Skingsley: Reforms in housing and tax policy are needed to resolve problems in the housing market

“With the help of extensive support measures, the Swedish financial system has coped relatively well during the pandemic and we have managed to avoid a financial crisis. But the risks to financial stability are still elevated. High household indebtedness and the large exposures of the major Swedish banks to residential and commercial property are increasing vulnerabilities”. These were the words of First Deputy Governor of the Riksbank Cecilia Skingsley when she spoke today at a digital webinar as part of DI Börsdagen 2021.

Date: 27/05/2021 09:30

Speaker: First Deputy Governor Cecilia Skingsley

Place: Dagens Industri Börsdagen conference

“Despite the crisis, housing prices have risen sharply over the past year, not only in Sweden but also in other countries. At the same time, mortgage rates have not fallen but have remained relatively stable. It is therefore difficult to draw the conclusion that the Riksbank’s monetary policy has been a decisive factor behind the sharp price upturn in the housing market during the pandemic”, Cecilia Skingsley said.

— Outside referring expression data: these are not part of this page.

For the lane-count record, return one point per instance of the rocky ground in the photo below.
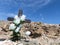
(41, 34)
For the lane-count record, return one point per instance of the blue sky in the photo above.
(47, 11)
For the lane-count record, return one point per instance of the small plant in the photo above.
(16, 26)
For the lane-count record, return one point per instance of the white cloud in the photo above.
(3, 16)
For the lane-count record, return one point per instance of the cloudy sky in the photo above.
(47, 11)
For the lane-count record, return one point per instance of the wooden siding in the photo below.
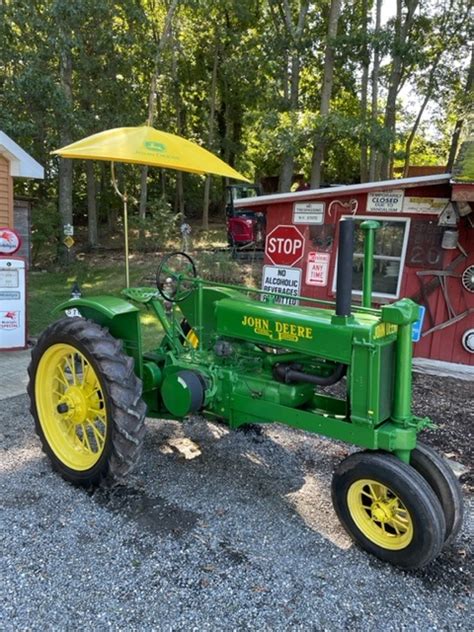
(444, 344)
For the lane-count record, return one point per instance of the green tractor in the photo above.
(239, 354)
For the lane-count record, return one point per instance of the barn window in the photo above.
(389, 256)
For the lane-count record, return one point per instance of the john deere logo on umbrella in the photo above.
(155, 146)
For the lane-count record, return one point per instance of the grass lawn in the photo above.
(105, 274)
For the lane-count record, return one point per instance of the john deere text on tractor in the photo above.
(228, 354)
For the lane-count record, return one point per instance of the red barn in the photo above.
(424, 249)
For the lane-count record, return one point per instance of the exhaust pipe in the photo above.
(345, 262)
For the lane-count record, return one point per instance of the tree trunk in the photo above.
(363, 96)
(210, 137)
(291, 63)
(288, 160)
(460, 122)
(375, 95)
(65, 171)
(91, 205)
(411, 137)
(402, 29)
(152, 102)
(320, 149)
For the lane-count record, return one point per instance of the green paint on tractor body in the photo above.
(238, 354)
(242, 339)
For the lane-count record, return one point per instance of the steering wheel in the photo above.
(175, 277)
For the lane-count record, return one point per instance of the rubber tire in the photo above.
(444, 484)
(122, 393)
(417, 496)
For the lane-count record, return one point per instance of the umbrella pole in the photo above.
(125, 228)
(123, 196)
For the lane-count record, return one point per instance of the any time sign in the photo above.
(284, 245)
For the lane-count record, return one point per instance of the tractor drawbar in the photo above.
(289, 373)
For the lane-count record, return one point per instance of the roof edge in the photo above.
(346, 189)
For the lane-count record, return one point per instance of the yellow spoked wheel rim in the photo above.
(71, 407)
(380, 514)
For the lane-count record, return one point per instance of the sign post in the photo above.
(12, 303)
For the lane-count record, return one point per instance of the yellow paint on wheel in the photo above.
(71, 407)
(380, 514)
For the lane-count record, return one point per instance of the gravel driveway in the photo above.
(242, 537)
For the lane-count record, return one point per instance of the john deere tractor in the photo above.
(239, 354)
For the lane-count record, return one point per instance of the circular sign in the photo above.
(284, 245)
(10, 241)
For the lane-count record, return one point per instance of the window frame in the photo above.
(385, 218)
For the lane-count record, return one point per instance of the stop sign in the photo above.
(284, 245)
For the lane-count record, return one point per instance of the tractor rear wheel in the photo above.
(444, 484)
(388, 509)
(86, 403)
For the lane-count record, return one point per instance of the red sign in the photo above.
(284, 245)
(9, 241)
(317, 268)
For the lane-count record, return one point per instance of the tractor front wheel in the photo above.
(389, 509)
(444, 484)
(86, 403)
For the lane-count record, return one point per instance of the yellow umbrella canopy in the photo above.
(146, 145)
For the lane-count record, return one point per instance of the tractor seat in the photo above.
(140, 294)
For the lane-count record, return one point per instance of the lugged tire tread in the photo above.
(124, 389)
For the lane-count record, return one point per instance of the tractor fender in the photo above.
(121, 318)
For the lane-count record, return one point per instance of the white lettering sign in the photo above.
(308, 213)
(283, 245)
(317, 268)
(385, 202)
(283, 281)
(425, 205)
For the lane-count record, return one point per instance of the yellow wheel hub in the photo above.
(71, 407)
(380, 514)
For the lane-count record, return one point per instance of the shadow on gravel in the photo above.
(154, 515)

Other pandemic-related factors seem instead to have played a greater role. “Many Swedish people are working more from home and may therefore want to have more living-space. In addition, the negative effects of the crisis on the labour market have only affected households with permanent employment to a minor extent and these households normally find it easier to obtain a mortgage. The pandemic has exacerbated the insider/outsider problems we have in the housing market”, Cecilia Skingsley noted.

Monetary policy is too blunt an instrument for resolving problems in the housing market 

The rise in housing prices over many years is largely due to long-term structural problems in the Swedish housing market. “At the Riksbank, we have been highlighting these problems for more than a decade. But we have no legal mandate or suitable tools to manage them and monetary policy is far too blunt a tool. Our monetary policy measures are providing broad support to the recovery that is now well under way. For example, if we were to substantially rise the interest rate to reduce housing prices, economic activity would slow with higher unemployment and lower inflation as a result,” Cecilia Skingsley said.

“To resolve the fundamental problems in the housing market, broad reforms are required in housing and tax policy that improve the balance between supply and demand. Possible measures include reviewing the regulations regarding the new production of housing, as well as the rent-setting system, the taxation of capital gains from housing property sales and also the property tax and tax relief on interest expenditure”, she added.

A crisis in the property market can threaten financial stability

In addition to housing, banks are substantially exposed to commercial property companies, which means that problems in the property sector can cause the banks major loan losses. Many property companies are highly leveraged and are vulnerable if interest rates were to rise rapidly or property prices were to fall sharply. The pandemic may also have accelerated a transition from brick-and-mortar retail to e-Commerce and it is uncertain what the long-term needs of tenants for office space will be after the pandemic. “The Riksbank is paying close attention to the property market and the problems it may cause the banking sector”, Cecilia Skingsley said in conclusion.